Over the weekend the 41st world apiculture congress met in France to assess the state of the honeybee and noted that the situation is pretty grim. If current trends continue the European bee keeping industry will be wiped out in the next decade.

An average of 300,00 colonies a year have disappeared from France since 1995, the same year that Richard Leakey and Roger Lewin published their book, The Sixth Extinction: Patterns of Life and the Future of Humankind, and in which they noted that 17,000 to 100,00 species vanish from our planet every year.
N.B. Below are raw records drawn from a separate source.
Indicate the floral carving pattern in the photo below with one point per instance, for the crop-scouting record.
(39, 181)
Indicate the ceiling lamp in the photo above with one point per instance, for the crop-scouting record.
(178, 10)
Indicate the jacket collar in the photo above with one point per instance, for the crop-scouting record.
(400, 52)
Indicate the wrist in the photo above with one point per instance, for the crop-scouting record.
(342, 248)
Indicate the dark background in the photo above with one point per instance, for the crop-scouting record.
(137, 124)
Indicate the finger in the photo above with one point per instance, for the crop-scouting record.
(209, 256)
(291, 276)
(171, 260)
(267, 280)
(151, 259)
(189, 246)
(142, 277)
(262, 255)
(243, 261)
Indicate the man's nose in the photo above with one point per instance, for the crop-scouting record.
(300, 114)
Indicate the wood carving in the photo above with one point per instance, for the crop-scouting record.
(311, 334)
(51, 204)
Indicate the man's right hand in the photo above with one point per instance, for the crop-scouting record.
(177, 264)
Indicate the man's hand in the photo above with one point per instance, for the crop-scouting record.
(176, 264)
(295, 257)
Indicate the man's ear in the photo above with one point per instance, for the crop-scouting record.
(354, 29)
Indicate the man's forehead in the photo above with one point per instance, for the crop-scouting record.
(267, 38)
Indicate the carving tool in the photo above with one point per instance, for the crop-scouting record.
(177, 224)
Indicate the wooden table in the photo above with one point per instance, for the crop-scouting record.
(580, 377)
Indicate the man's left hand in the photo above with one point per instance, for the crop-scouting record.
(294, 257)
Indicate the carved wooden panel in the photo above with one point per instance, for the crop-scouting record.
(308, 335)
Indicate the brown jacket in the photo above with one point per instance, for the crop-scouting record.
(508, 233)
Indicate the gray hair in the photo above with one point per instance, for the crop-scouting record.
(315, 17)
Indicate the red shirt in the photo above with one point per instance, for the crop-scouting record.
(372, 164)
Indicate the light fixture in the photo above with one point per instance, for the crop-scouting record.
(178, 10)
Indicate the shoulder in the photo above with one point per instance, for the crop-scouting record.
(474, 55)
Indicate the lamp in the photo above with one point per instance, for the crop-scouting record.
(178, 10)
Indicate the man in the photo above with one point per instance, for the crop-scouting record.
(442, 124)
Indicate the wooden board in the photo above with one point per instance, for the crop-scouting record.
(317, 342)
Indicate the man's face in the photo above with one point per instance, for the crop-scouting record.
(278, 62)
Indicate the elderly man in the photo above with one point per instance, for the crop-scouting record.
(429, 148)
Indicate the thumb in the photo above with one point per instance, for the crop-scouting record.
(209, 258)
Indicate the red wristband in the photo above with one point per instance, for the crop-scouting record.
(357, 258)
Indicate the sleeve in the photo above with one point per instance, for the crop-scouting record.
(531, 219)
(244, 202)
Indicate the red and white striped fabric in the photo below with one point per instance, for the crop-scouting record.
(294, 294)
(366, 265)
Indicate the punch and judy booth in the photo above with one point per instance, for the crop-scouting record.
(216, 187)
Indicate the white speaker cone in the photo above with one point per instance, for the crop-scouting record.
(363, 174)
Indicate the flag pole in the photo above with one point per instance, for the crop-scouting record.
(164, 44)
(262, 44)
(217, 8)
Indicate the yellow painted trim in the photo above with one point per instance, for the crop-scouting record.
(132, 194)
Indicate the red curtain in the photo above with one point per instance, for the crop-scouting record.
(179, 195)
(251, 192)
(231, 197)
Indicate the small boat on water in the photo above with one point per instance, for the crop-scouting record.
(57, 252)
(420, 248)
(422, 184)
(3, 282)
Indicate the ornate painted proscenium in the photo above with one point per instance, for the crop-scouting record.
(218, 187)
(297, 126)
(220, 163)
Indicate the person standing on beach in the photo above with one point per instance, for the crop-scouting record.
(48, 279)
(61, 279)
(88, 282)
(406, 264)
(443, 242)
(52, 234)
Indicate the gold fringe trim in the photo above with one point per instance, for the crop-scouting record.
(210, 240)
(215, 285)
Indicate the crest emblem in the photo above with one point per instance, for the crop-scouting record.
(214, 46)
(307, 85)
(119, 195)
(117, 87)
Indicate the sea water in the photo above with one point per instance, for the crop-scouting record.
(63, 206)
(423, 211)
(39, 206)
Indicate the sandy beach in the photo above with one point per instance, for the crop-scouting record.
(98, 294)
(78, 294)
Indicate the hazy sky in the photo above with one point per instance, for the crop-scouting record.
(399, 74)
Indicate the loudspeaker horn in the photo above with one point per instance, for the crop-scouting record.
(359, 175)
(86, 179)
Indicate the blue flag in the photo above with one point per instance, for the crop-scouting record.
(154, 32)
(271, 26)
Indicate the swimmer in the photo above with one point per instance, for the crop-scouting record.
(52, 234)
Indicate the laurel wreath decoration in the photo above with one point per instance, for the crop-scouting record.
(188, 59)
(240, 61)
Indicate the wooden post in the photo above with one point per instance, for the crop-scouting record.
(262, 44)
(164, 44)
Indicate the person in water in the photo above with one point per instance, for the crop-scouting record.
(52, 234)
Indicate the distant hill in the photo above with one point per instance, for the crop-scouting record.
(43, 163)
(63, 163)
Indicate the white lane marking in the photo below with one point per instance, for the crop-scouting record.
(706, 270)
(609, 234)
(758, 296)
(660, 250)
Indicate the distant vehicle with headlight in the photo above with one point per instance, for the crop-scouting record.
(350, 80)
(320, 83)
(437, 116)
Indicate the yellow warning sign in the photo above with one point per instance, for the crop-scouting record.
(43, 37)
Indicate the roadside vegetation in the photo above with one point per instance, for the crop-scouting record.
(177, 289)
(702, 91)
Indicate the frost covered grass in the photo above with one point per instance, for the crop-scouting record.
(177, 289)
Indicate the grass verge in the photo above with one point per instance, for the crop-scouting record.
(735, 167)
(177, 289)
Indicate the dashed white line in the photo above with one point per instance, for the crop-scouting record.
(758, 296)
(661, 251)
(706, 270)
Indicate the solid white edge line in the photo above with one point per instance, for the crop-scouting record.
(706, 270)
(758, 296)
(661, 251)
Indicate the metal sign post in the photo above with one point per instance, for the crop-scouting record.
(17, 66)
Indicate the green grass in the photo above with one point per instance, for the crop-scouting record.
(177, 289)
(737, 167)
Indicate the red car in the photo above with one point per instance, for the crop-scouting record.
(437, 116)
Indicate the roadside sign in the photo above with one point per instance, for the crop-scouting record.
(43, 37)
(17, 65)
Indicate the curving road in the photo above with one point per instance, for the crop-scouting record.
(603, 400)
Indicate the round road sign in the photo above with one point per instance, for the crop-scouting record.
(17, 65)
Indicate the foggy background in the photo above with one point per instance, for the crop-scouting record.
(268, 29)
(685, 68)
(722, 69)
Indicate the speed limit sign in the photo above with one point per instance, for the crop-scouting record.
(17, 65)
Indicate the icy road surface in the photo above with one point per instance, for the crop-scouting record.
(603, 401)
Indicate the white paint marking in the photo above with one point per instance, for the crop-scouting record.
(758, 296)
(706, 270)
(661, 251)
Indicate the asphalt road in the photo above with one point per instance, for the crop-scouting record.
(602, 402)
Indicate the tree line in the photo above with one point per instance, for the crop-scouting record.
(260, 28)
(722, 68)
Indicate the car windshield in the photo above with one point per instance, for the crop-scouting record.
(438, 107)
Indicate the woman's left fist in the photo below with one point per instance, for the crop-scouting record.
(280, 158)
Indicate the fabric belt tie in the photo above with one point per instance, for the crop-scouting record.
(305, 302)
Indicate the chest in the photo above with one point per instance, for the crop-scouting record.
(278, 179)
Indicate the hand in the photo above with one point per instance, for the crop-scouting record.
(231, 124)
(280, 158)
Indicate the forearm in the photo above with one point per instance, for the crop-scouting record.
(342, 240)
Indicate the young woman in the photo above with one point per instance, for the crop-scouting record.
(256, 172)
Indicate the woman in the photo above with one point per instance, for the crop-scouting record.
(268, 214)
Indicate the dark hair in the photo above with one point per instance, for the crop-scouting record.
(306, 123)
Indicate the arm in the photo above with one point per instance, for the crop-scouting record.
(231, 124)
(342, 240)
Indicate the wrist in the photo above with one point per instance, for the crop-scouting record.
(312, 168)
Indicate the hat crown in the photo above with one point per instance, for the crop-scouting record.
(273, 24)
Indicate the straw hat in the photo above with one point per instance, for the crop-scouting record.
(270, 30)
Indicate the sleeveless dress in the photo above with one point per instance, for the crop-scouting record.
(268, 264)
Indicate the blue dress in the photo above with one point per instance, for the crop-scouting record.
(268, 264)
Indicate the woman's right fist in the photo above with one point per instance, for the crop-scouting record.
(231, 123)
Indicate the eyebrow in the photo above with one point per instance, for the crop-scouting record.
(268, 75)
Today, right now, we are living through the sixth great extinction and some estimate that by the end of the century half of all species will have disappeared.

“The golden frogs of Panama are gone,” reads a recent poem by Mark Strand.

Now we learn that it is not only the honeybee but also bumblebees that are fighting for survival. A report in Earth Island Journal reveals that a North American bumblebee found only in northern California and southern Oregon has disappeared, last seen in 2006. Several other species have also experienced alarming declines. These are insects that have been around for millions of years and on which plants, animals, and, yes, humans rely for their pollination.

As one of the scientists quoted in the article says, “It would be like if you went out one day and there were no cardinals or mockingbirds anymore. It’s that obvious to bee people.”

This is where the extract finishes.